The following sermon was delivered by Dr. Ralph Blair at City Church, New York on August 14, 2005.  Dr. Blair is founder and president of Evangelicals Concerned, Inc., a national network of gay and lesbian evangelical Christians and friends.

Dr. Blair has generously given us permission to reprint his excellent sermon here.  Please see the copyright notice at the bottom of this page.


There was a time when Christians had "life verses" from the Bible - favorite passages that meant something special to them. They'd include them when signing a yearbook or a letter. Preachers used to jot them down along with their autographs. And all sorts of objects were imprinted with such popular Bible verses - wall plaques, plates, pillows. In some circles, you'll still find this sort of thing - Bible verses on coffee mugs, T-shirts, skateboards.

But today, you don't hear much about Bible "life verses." We don't see many Bible-emblazoned T-shirts on Park Avenue. But post-Christian New Yorkers do have a favorite Bible verse these days. And they're not shy about sharing it. They won't shut up about it. It's probably the most frequently quoted Bible verse on the Upper East Side. And it's even more popular over there on the Upper West Side.

But we're all tempted to quote this verse at anyone who criticizes us. It's proven useful in our retaliating self-defense.
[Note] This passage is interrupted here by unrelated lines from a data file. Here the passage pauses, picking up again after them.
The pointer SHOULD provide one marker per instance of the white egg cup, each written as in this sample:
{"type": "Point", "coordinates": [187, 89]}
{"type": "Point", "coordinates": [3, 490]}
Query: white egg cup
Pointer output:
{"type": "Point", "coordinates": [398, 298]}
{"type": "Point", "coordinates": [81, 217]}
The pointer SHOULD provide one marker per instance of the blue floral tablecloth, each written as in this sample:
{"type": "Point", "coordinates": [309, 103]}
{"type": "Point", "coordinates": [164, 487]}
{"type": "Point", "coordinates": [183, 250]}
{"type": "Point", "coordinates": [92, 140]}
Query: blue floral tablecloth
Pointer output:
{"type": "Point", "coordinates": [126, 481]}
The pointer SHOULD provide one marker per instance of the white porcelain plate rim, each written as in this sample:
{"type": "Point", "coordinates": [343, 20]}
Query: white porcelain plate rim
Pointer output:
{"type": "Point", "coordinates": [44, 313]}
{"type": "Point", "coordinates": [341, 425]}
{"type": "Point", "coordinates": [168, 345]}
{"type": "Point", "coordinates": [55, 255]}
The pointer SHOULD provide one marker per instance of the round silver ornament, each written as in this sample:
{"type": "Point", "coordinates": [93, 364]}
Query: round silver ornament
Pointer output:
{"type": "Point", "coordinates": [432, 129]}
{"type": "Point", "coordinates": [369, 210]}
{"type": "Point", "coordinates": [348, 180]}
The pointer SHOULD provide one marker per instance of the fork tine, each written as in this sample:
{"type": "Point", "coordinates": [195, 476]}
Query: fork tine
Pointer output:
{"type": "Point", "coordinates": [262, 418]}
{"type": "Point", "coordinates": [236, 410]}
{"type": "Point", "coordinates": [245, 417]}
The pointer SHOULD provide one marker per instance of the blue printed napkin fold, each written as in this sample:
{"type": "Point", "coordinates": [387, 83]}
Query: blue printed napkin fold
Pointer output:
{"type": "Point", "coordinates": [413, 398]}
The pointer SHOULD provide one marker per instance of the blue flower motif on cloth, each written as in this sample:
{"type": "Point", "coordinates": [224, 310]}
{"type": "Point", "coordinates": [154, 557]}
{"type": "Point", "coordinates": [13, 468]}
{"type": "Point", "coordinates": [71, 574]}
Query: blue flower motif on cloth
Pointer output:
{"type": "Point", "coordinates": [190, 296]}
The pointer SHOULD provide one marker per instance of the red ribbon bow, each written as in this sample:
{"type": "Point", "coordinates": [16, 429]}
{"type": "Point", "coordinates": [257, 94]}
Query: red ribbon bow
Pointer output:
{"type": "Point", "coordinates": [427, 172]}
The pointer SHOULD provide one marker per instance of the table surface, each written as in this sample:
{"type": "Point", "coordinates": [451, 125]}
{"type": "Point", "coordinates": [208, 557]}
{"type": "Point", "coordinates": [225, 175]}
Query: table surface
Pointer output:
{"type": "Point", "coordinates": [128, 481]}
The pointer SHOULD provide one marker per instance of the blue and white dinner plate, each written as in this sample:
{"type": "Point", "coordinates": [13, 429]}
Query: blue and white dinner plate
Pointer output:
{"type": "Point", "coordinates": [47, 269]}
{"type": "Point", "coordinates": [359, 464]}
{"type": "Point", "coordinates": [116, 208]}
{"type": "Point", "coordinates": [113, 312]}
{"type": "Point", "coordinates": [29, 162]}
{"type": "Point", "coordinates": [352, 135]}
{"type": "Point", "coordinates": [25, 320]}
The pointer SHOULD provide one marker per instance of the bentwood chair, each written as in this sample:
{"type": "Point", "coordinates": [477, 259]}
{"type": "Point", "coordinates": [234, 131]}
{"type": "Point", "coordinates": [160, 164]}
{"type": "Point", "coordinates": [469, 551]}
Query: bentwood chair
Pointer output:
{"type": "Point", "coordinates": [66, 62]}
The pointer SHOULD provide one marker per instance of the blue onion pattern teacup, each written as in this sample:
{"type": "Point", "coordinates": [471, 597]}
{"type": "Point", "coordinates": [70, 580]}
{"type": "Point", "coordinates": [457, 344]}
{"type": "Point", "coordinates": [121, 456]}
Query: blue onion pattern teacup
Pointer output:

And it's less rude than saying: "Shut up!" Even though many can't cite chapter and verse, it's assumed to be there in the Bible somewhere. It's just two little words long so it's not hard to remember it. What is it? It's "Judge not!" - the perfect squelch!

Today, the way "Judge not!" is used - or misused, really - says more about the spirit of our day than it says about the spirit in which Jesus spoke the command. We're part of a culture that prizes a self-servingly selective "tolerance" in which the really offensive thing is to make a moral judgment. Of course, this moral judgment against making moral judgments is, itself, a moral judgment. But this fact escapes the politically correct. So, to them, a "Judge not!" Bible verse seems very useful for counterattacking all those "judgmental Christians."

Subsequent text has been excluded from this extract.